Using this data from the ZIA annual report, together with the information about legally mandated office space, we can easily estimate savings from moving employees out of the office and into their homes. We start by calculating the approximate rent an employer would pay if all of their employees were working at the office by simply multiplying the average rent in their city per square meter, times the number of employees, times the square meters per employee (either 12 for a normal office, or 15 for spacious).

Then, to calculate savings, we simply use the number of days the employees are working from home and reduce the total rent by that proportion of days.

03 Web App

To see how much working from home for a few days per week could save employers on rent, you can have a go here. The app was made using Dash by Plotly, which essentially lets you use CSS and HTML code together with Python to create dashboards. What’s great about Dash is that it’s interactive. In our dashboard, the interactive components include a map of Germany listing the average commercial space rent in each city, which appear when moused over, and a stacked bar chart that automatically updates savings when the drop-down selectors are updated.

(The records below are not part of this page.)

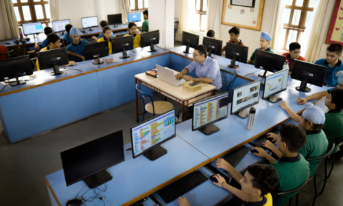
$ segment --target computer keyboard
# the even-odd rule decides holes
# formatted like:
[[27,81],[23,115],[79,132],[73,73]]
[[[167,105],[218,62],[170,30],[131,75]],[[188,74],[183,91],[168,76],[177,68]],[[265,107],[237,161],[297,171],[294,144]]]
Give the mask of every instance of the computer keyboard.
[[246,154],[248,154],[250,150],[249,148],[243,146],[226,154],[224,159],[235,168]]
[[162,189],[157,194],[166,203],[169,203],[204,183],[209,178],[204,174],[197,170]]

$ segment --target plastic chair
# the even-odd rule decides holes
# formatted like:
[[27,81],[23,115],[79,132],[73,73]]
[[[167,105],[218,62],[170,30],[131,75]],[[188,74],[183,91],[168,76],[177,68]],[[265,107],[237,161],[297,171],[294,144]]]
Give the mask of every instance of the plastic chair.
[[172,103],[165,101],[155,101],[152,100],[152,95],[145,93],[138,89],[138,84],[136,84],[136,90],[137,91],[139,95],[141,95],[143,104],[144,106],[144,112],[143,113],[142,122],[144,119],[144,115],[145,115],[145,111],[150,113],[152,113],[153,117],[155,114],[159,115],[164,113],[174,108]]
[[[320,156],[320,157],[314,157],[314,158],[309,158],[307,159],[307,161],[309,162],[310,163],[311,163],[311,162],[312,162],[314,163],[320,163],[323,159],[325,159],[325,179],[324,181],[324,185],[322,186],[322,190],[320,191],[320,194],[322,194],[324,192],[324,187],[325,187],[325,185],[327,184],[327,160],[329,159],[329,157],[330,157],[330,155],[331,155],[332,152],[333,152],[334,148],[335,148],[335,144],[333,144],[331,148],[329,150],[327,151],[327,152],[325,152],[325,154],[324,154],[323,155]],[[314,162],[314,161],[316,161],[316,162]],[[314,179],[314,201],[312,202],[312,206],[314,205],[314,204],[316,203],[316,200],[317,199],[317,183],[316,183],[316,174],[317,174],[317,172],[316,172],[314,177],[312,178]]]
[[[292,193],[294,193],[294,192],[296,192],[299,190],[300,190],[303,187],[304,187],[305,185],[306,185],[306,183],[309,181],[309,174],[311,174],[311,172],[309,171],[309,175],[307,176],[307,179],[306,179],[306,181],[305,181],[305,183],[303,183],[301,185],[300,185],[299,187],[296,187],[296,189],[294,190],[289,190],[289,191],[285,191],[285,192],[278,192],[276,194],[277,196],[281,196],[281,195],[285,195],[285,194],[292,194]],[[299,193],[297,193],[296,194],[296,205],[298,206],[298,195],[299,195]],[[290,206],[291,205],[291,203],[292,203],[292,198],[289,199],[289,201],[288,201],[288,205]]]

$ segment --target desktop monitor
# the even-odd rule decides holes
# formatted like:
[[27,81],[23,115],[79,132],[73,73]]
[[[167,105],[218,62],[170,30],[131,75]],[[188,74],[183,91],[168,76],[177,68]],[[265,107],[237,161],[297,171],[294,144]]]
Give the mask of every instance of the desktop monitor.
[[123,23],[121,14],[107,15],[107,21],[108,25],[113,25],[113,27],[117,27],[118,23]]
[[68,54],[65,47],[37,52],[37,58],[40,70],[54,68],[54,71],[50,73],[52,76],[62,74],[63,71],[60,71],[59,66],[68,65]]
[[222,41],[204,36],[202,45],[207,48],[207,56],[209,57],[212,54],[222,56]]
[[128,22],[141,21],[141,12],[128,13]]
[[307,83],[322,87],[326,75],[327,67],[294,60],[291,78],[301,81],[300,85],[296,87],[297,91],[309,92],[311,89],[306,87]]
[[276,94],[287,89],[289,69],[281,70],[265,77],[262,99],[275,103],[282,100]]
[[91,27],[99,25],[97,16],[81,18],[81,22],[82,23],[82,29],[89,28],[89,31],[93,30]]
[[241,118],[248,117],[249,111],[246,108],[259,104],[261,80],[235,88],[233,91],[231,115]]
[[175,108],[131,128],[133,158],[141,154],[154,161],[167,154],[161,145],[176,135]]
[[132,35],[111,39],[112,54],[123,52],[123,56],[119,56],[120,58],[129,58],[130,56],[128,55],[126,52],[133,49],[133,39],[134,36]]
[[150,46],[150,51],[154,52],[156,50],[154,48],[154,45],[157,45],[160,42],[160,30],[149,32],[141,34],[141,47]]
[[89,188],[112,179],[106,169],[123,161],[123,130],[86,142],[60,152],[67,186],[83,180]]
[[237,68],[238,65],[236,65],[236,61],[246,64],[248,62],[248,47],[227,42],[225,47],[225,58],[231,60],[231,64],[228,65],[228,67]]
[[94,65],[100,65],[104,62],[100,60],[101,57],[108,56],[108,42],[107,41],[84,45],[84,60],[97,60],[93,61]]
[[189,47],[194,48],[199,45],[199,36],[189,32],[182,32],[182,45],[186,46],[183,53],[190,54]]
[[65,19],[65,20],[59,20],[59,21],[54,21],[52,22],[52,27],[54,27],[54,32],[61,32],[62,34],[64,34],[65,31],[65,26],[67,24],[70,24],[70,20],[69,19]]
[[228,92],[193,103],[192,130],[206,135],[220,130],[213,123],[228,117]]
[[255,57],[255,68],[264,69],[259,76],[265,77],[267,71],[276,72],[283,69],[286,57],[283,55],[257,49]]
[[0,60],[0,81],[9,81],[10,79],[15,78],[16,82],[9,83],[11,86],[25,84],[25,80],[19,80],[18,78],[33,73],[34,68],[29,55]]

Screenshot of the interactive map of Germany in the Dash app

We then hosted the Dash app with Heroku so that it can be seen and accessed by anyone with an internet connection, rather than only working on a local machine.

04 Conclusions

Our app shows clearly that the savings from office space rent alone are substantial. As an example, consider a startup in Berlin with 15 employees. Our dashboard shows that if they shifted their employees to working from home 3 days per week, they could save over €4,000 per month. This alone is enough to hire a new employee — and it doesn’t even count money saved on things like free coffee and fruit for the employees, electricity for a larger office space, and office supplies.

Coming out of the Corona crisis and imposed lockdowns, we can expect to see many business leaders making the kinds of calculations we’ve modeled here with our web app. We also imagined that our dashboard could be a useful tool for employees trying to negotiate with their employers to keep working from home even after stay at home orders are lifted.